Paul Brest is the President of the William and Flora Hewlett Foundation in Menlo Park, California, a position he has held since 2000. From 1987 to 1999, Mr. Brest served as the dean of Stanford Law School where he spearheaded the expansion of the School’s curriculum in business, environmental law, high technology, and negotiation, and led a $115 million capital campaign.

Mr. Brest’s research and teaching have focused on constitutional law and decision making. His writings in constitutional law include articles on constitutional interpretation, race discrimination, and affirmative action.
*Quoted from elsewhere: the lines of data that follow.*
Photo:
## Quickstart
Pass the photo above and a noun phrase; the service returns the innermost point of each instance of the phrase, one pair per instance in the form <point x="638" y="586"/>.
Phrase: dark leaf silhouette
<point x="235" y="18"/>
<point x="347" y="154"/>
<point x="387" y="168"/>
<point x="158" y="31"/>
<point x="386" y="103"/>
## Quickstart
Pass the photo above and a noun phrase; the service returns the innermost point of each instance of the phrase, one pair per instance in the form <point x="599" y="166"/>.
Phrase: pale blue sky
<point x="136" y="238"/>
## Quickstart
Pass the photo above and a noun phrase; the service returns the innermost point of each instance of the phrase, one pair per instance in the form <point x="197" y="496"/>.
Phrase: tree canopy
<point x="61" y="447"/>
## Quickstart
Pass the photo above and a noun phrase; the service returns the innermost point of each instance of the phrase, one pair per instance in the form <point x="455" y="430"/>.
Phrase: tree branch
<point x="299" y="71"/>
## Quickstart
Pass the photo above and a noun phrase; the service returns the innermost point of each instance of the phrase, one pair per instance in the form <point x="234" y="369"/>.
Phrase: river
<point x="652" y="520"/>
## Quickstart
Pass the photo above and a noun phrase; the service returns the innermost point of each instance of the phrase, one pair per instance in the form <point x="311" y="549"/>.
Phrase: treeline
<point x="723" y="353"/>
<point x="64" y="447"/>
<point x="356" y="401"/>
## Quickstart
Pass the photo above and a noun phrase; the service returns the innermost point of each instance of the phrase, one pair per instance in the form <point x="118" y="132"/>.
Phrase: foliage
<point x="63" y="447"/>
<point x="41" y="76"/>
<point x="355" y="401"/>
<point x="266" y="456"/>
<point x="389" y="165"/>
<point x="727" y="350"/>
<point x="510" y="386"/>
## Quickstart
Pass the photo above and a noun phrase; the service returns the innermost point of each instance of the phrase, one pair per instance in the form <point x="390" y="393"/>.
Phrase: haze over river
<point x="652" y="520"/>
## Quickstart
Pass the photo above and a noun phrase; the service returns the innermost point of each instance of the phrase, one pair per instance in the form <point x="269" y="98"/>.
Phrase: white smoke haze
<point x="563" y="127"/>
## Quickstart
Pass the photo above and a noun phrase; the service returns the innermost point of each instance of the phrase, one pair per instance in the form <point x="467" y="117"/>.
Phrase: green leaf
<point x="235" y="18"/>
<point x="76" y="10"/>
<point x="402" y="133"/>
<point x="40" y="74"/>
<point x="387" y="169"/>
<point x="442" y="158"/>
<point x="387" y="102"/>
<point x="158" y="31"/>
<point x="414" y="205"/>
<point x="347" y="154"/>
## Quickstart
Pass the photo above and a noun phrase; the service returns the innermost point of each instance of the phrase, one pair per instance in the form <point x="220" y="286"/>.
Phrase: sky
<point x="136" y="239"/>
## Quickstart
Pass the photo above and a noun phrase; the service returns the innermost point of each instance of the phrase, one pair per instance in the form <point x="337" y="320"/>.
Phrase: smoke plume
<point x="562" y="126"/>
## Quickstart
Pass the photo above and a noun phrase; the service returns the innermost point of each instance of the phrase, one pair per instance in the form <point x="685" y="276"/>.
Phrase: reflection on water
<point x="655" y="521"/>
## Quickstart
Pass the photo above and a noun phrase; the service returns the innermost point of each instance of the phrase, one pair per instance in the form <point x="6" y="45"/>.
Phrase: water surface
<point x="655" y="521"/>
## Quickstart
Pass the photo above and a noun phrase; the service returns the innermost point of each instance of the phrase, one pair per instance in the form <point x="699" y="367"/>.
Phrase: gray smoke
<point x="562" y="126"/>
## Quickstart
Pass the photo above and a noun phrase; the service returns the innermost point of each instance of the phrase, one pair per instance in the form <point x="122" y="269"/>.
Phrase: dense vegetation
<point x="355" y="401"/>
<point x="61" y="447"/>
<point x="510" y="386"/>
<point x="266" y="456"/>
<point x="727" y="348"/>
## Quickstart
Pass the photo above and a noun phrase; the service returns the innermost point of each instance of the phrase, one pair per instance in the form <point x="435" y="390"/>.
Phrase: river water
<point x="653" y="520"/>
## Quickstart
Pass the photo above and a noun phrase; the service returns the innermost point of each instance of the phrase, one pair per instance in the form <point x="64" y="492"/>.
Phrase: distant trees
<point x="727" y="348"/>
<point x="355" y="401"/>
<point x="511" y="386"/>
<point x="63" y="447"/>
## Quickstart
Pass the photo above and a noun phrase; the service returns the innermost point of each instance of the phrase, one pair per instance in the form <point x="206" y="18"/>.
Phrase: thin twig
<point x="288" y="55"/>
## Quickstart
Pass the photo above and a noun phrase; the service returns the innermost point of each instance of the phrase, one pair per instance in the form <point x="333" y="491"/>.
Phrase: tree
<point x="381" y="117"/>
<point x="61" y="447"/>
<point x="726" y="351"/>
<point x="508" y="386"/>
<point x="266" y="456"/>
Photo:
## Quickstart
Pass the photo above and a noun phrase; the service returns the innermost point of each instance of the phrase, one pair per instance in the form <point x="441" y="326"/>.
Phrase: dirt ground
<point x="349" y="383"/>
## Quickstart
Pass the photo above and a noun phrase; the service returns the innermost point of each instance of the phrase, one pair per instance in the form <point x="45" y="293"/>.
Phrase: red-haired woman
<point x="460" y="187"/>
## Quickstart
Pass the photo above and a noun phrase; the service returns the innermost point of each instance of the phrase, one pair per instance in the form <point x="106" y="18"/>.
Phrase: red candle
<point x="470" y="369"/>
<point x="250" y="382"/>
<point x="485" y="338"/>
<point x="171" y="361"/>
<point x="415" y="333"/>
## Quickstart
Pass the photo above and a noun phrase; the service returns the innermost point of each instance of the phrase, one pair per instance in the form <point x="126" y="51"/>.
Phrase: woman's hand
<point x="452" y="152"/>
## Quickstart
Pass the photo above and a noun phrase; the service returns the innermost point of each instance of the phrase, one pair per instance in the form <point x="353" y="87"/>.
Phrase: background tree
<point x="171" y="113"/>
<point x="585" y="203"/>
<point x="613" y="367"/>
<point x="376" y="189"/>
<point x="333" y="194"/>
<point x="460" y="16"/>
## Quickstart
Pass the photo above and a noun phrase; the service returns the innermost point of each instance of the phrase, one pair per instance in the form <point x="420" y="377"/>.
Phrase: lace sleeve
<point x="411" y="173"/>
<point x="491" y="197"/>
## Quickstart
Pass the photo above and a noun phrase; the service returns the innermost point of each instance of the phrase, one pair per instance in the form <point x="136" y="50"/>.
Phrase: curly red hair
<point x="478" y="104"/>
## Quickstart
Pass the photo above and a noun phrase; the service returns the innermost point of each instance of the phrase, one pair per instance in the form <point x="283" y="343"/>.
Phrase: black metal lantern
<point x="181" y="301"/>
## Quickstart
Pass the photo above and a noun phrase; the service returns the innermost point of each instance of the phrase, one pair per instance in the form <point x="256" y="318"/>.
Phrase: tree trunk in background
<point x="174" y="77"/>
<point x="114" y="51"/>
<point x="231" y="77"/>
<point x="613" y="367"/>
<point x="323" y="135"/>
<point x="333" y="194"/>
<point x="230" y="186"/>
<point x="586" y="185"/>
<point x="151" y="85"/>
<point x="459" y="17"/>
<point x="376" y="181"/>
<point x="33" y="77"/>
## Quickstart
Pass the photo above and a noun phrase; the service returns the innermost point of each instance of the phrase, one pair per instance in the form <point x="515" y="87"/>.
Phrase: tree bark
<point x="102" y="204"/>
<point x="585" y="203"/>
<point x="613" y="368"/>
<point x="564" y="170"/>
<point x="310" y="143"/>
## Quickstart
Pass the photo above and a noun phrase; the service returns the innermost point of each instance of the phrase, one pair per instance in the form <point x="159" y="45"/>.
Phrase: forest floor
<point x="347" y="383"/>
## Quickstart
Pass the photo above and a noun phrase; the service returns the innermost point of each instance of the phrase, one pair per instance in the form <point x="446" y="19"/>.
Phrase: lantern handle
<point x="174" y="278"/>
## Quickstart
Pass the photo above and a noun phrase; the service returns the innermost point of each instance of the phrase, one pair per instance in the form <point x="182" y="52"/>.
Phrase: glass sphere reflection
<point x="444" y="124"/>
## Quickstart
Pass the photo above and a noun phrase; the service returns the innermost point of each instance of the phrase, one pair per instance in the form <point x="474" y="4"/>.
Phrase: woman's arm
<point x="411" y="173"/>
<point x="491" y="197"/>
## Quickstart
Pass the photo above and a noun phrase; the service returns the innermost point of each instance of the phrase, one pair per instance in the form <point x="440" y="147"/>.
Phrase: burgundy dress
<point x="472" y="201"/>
He served as law clerk to Judge Bailey Aldrich and Supreme Court Justice John M. Harlan, and practiced with the NAACP Legal Defense and Educational Fund, Inc., in Jackson, Mississippi, doing civil rights litigation. Mr. Brest has been a visiting professor at Yale Law School, and a fellow at the Center for Advanced Study in the Behavioral Sciences.

Together with Hal Harvey, Mr. Brest is co-author of Money Well Spent: A Strategic Guide to Smart Philanthropy (Bloomberg Press, 2008). He is also co-author of Problem Solving, Decision Making, and Professional Judgment (forthcoming Oxford University Press, 2010). He teaches a course on Judgment and Decisionmaking in the Public Policy Program at Stanford.